The aim of our collection at Sheffield Hallam University is to preserve, read and research popular novels that are in danger of being lost and forgotten. You certainly can’t say that Wodehouse is forgotten! So perhaps I ought not to have accept a donation of Wodehouse novels – but they were all lovely early Herbert Jenkins editions, some with original dust jackets. How could I resist?
Well, I didn’t resist, and instead very gratefully accepted them for the collection.
I read my first non-Jeeves and Wooster Wodehouse: Ukridge (1924). I read the entire book pronouncing the name Uk-ridge, but on looking it up I found it is really Ewk-ridge. The rest of his name is just as bad: Stanley Featherstonehaugh Ukridge – one of those English names whose pronunciation bears only a slight, whimsical relation to its spelling. Clearly designed to fox foreigners and the not-posh.
Ukridge is the subject of the ten linked short stories in this collection. He is a man full of ideas to make money, each more outlandish and unlikely than the next. In the first story he decides the road to wealth is to start a dog college:
“I’m going to train dogs.”
“For the music-hall stage. Dog acts, you know. Performing dogs. Pots of money in it. I start in a modest way with these six. When I’ve taught ’em a few tricks, I sell them to a fellow in the profession for a large sum and buy twelve more. I train those, sell ’em for a large sum, and with the money buy twenty-four more. I train those – ”
“Here, wait a minute.” My head was beginning to swim. I had a vision of England paved with Pekingese dogs, all doing tricks. “How do you know you’ll be able to sell them?”
“Of course I shall. The demand’s enormous. Supply can’t cope with it. At a conservative estimate I should think I ought to scoop in four or five thousand pounds the first year. That, of course, is before the business really starts to expand.”
The stories are told by his long-suffering old school-friend Jimmy Corcoran, a journalist. He knows how hopeless these money-making schemes are:
‘not for the first time in a friendship of years the reflection came to me that Ukridge ought to be in some sort of a home. A capital fellow in many respects, but not a man lightly to be allowed at large.’ (132)

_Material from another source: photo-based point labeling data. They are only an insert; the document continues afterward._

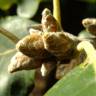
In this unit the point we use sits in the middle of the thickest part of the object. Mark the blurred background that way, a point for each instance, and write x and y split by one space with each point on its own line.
72 11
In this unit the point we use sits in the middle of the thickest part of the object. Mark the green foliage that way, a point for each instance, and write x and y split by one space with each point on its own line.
6 4
13 84
81 81
28 8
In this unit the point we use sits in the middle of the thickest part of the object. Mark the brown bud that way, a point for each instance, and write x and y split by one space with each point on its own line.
90 25
59 44
32 45
49 23
22 62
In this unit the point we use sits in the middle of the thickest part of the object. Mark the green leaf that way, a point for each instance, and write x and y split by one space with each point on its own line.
15 84
6 4
81 81
16 25
28 8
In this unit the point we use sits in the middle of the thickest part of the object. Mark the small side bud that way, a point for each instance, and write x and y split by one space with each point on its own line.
22 62
32 46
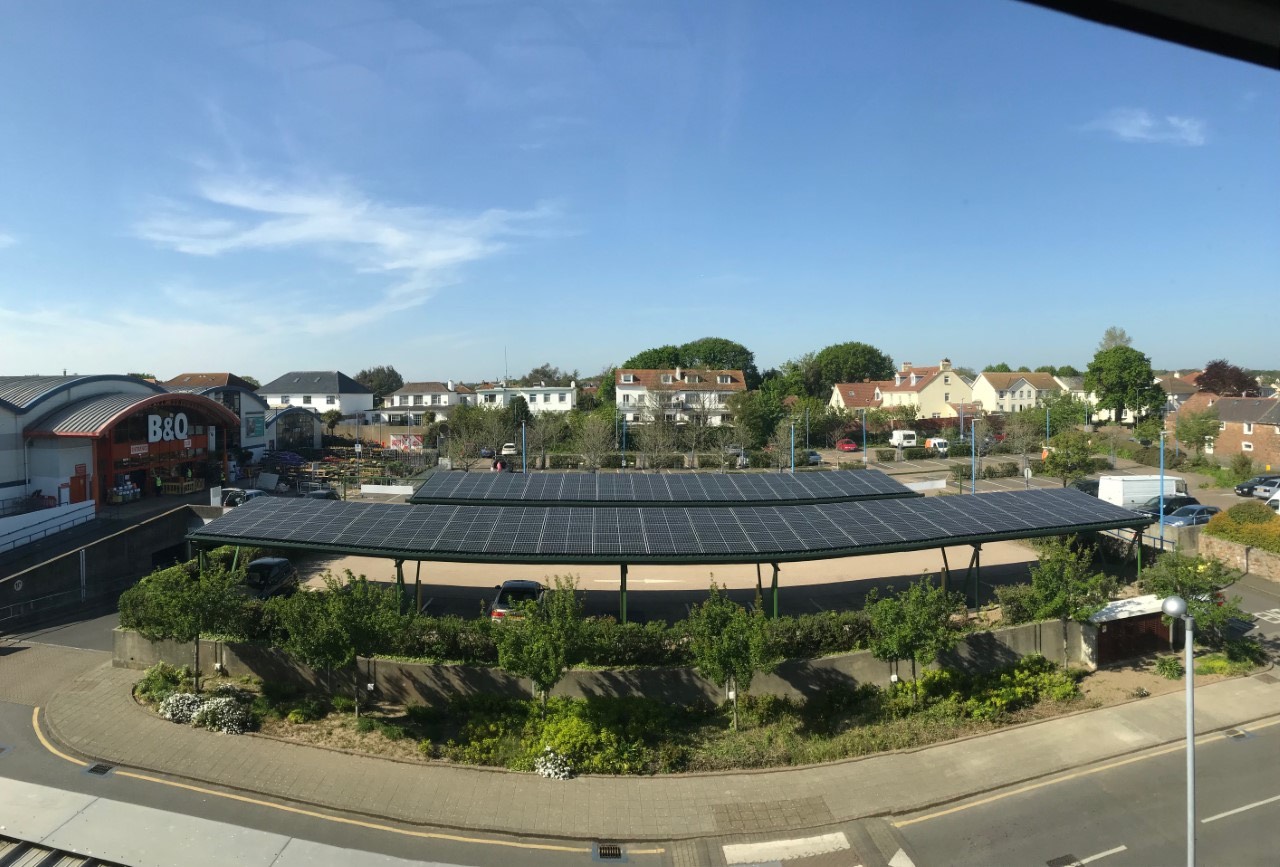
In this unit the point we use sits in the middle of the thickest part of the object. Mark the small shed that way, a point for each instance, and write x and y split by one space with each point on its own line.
1129 628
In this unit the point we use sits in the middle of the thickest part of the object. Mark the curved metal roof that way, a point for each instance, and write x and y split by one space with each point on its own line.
94 415
663 534
23 393
703 488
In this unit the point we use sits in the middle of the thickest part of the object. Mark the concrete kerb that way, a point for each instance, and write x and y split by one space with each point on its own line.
671 833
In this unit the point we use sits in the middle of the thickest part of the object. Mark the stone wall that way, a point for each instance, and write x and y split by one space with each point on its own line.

Yet Jimmy always helps him out, lends him money he can ill-afford and buys him dinner. The code of old school-friend is that you do not let one another down.
The dog college is an alternative to trying to suck up to his formidable Aunt Julia, a popular novelist. Aunt Julia is a splendid character. She only has to call ‘Stanley!’ and ‘He seemed to shrink into his mackintosh like a snail surprised while eating lettuce.’ So, many things in common with the Jeeves and Wooster stories, but the characters and plots are distinctive enough for the stories to stand in their own right.
We had a great time at the reading group sharing our enjoyment of Wodehouse, though I was pleased that we had one voice of dissent. One reader found that she simply didn’t care about the silly japes of the upper-class cast of her novel. I’m rather surprised that this doesn’t happen more often. At the beginning of reading about Ukridge a part of me was muttering ‘just get a job, man! The rest of the world has to!’ but the sheer skill of the plotting and wit kept this cantankerous voice quiet.
Wodehouse seems particularly popular at the moment. The Interesting Literature blog just had a piece on the words that Wodehouse coined. I went to see Anything Goes (book by Wodehouse amongst others) at the theatre before Christmas – it was wonderful – and I’m going to see Jeeves and Wooster in Perfect Nonsense in February. Robert Webb as Bertie Wooster. I can’t wait!